Manual:changePassword.php
From Linux Web Expert
<td class="mw-version-versionbox" title="<translate nowrap> The latest stable version is <tvar name=1>1.41</tvar></translate>">
<translate> ≥</translate> 1.6
<translate> MediaWiki version:</translate> |
MediaWiki file: changePassword.php | |
---|---|
Location: | maintenance/ |
Source code: | master • 1.41.1 • 1.40.3 • 1.39.7 |
Classes: | ChangePassword |
Details
changePassword.php file is a maintenance script to change the password of a user on your wiki. Note that passwords must have at least 10 characters.
Options/Arguments
Option | Description | Required? |
---|---|---|
--user | The username to operate on | <translate> Optional</translate> |
--userid | The user id to operate on | <translate> Optional</translate> |
--password | The password to use | <translate> Required</translate> |
Usage
php maintenance/changePassword.php [--user| --userid| --password ]
Terminal
$ php maintenance/changePassword.php --user Foo --password IamPassword Password set for Foo
Usernames and passwords can have spaces, which will need to be protected from your shell (be it bash or cmd.exe
; see Troubleshooting, below):
Terminal
$ php maintenance/changePassword.php --user "Foo Bar" --password "fierce sea ceasefire" Password set for Foo Bar
Troubleshooting
- If your MediaWiki installation uses a memory cache, such as APC, memcached or Redis, then the user object is cached.
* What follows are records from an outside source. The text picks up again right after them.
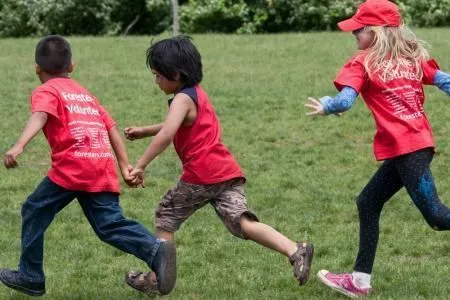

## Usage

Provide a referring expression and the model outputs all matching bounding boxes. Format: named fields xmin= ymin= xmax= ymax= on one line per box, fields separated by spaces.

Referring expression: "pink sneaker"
xmin=317 ymin=270 xmax=371 ymax=298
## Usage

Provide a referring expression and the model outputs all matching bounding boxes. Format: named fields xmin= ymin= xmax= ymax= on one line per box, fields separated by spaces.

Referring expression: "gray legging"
xmin=354 ymin=148 xmax=450 ymax=274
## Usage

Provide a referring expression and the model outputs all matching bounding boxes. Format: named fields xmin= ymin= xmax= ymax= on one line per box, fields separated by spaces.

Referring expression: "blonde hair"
xmin=362 ymin=25 xmax=429 ymax=80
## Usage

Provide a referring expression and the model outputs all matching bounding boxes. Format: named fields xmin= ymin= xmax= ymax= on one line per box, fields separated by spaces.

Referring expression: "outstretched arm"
xmin=434 ymin=70 xmax=450 ymax=96
xmin=131 ymin=93 xmax=195 ymax=179
xmin=123 ymin=123 xmax=164 ymax=141
xmin=305 ymin=86 xmax=358 ymax=116
xmin=3 ymin=111 xmax=48 ymax=169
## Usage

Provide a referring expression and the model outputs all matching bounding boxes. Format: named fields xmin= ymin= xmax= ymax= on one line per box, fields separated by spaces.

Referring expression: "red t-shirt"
xmin=173 ymin=85 xmax=244 ymax=184
xmin=334 ymin=55 xmax=439 ymax=160
xmin=31 ymin=78 xmax=120 ymax=193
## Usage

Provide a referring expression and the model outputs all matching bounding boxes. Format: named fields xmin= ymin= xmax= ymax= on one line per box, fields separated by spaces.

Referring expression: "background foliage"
xmin=0 ymin=28 xmax=450 ymax=300
xmin=0 ymin=0 xmax=450 ymax=37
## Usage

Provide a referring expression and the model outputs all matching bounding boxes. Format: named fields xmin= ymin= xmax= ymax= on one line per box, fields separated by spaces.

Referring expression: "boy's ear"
xmin=34 ymin=64 xmax=42 ymax=75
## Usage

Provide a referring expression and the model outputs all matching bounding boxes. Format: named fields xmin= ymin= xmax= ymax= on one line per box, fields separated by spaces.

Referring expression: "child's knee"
xmin=425 ymin=214 xmax=450 ymax=231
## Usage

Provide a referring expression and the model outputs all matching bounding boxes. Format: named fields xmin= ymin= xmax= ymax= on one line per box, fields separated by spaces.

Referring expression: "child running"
xmin=125 ymin=36 xmax=313 ymax=294
xmin=305 ymin=0 xmax=450 ymax=297
xmin=0 ymin=35 xmax=176 ymax=296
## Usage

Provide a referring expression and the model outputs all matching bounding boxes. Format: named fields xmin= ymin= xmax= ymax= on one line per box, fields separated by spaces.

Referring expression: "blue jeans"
xmin=19 ymin=177 xmax=160 ymax=282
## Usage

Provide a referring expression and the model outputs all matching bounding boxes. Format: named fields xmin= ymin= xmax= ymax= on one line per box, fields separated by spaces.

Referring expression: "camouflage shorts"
xmin=155 ymin=178 xmax=258 ymax=238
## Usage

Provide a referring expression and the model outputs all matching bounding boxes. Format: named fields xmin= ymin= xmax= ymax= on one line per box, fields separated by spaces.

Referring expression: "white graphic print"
xmin=382 ymin=85 xmax=424 ymax=120
xmin=61 ymin=92 xmax=113 ymax=159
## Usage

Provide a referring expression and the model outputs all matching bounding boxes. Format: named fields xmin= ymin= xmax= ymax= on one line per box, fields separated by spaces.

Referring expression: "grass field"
xmin=0 ymin=29 xmax=450 ymax=299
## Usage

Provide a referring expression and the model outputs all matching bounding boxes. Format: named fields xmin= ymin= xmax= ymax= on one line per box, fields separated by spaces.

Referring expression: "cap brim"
xmin=338 ymin=19 xmax=364 ymax=31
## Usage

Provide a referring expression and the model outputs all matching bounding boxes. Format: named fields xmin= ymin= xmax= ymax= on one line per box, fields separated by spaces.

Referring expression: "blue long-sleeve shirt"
xmin=319 ymin=70 xmax=450 ymax=115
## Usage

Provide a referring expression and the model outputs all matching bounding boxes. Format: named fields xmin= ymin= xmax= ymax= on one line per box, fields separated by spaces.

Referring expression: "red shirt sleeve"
xmin=334 ymin=56 xmax=367 ymax=94
xmin=422 ymin=59 xmax=440 ymax=85
xmin=31 ymin=86 xmax=59 ymax=119
xmin=98 ymin=104 xmax=116 ymax=131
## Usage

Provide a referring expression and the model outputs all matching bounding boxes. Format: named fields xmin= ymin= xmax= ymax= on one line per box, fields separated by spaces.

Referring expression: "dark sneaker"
xmin=0 ymin=269 xmax=45 ymax=296
xmin=289 ymin=242 xmax=314 ymax=285
xmin=125 ymin=271 xmax=161 ymax=296
xmin=152 ymin=241 xmax=177 ymax=295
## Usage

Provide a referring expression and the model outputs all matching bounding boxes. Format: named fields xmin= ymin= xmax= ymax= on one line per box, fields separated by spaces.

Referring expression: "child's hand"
xmin=3 ymin=146 xmax=23 ymax=169
xmin=123 ymin=127 xmax=146 ymax=141
xmin=130 ymin=168 xmax=145 ymax=188
xmin=305 ymin=97 xmax=325 ymax=116
xmin=122 ymin=165 xmax=142 ymax=188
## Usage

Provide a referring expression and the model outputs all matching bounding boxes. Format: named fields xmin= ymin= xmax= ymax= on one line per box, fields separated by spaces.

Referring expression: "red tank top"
xmin=169 ymin=85 xmax=244 ymax=184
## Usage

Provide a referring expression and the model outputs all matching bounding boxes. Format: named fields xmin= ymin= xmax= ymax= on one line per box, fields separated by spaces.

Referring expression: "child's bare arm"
xmin=3 ymin=111 xmax=48 ymax=169
xmin=123 ymin=123 xmax=164 ymax=141
xmin=133 ymin=93 xmax=192 ymax=176
xmin=108 ymin=126 xmax=140 ymax=187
Thus after making SQL changes you must flush the cache before a user can log in with the new password.
- Windows has special challenges with parsing double-quoted strings, as when a username or password contains spaces in the second example above.
- Occasionally triple (
"""quoted string"""
) and quadruple sets of double quotes will solve your problems with Windows' command shell,cmd.exe
. You may be happier, though, to try Cygwin and follow the Unix conventions for quoting strings, which require fewer quotation marks.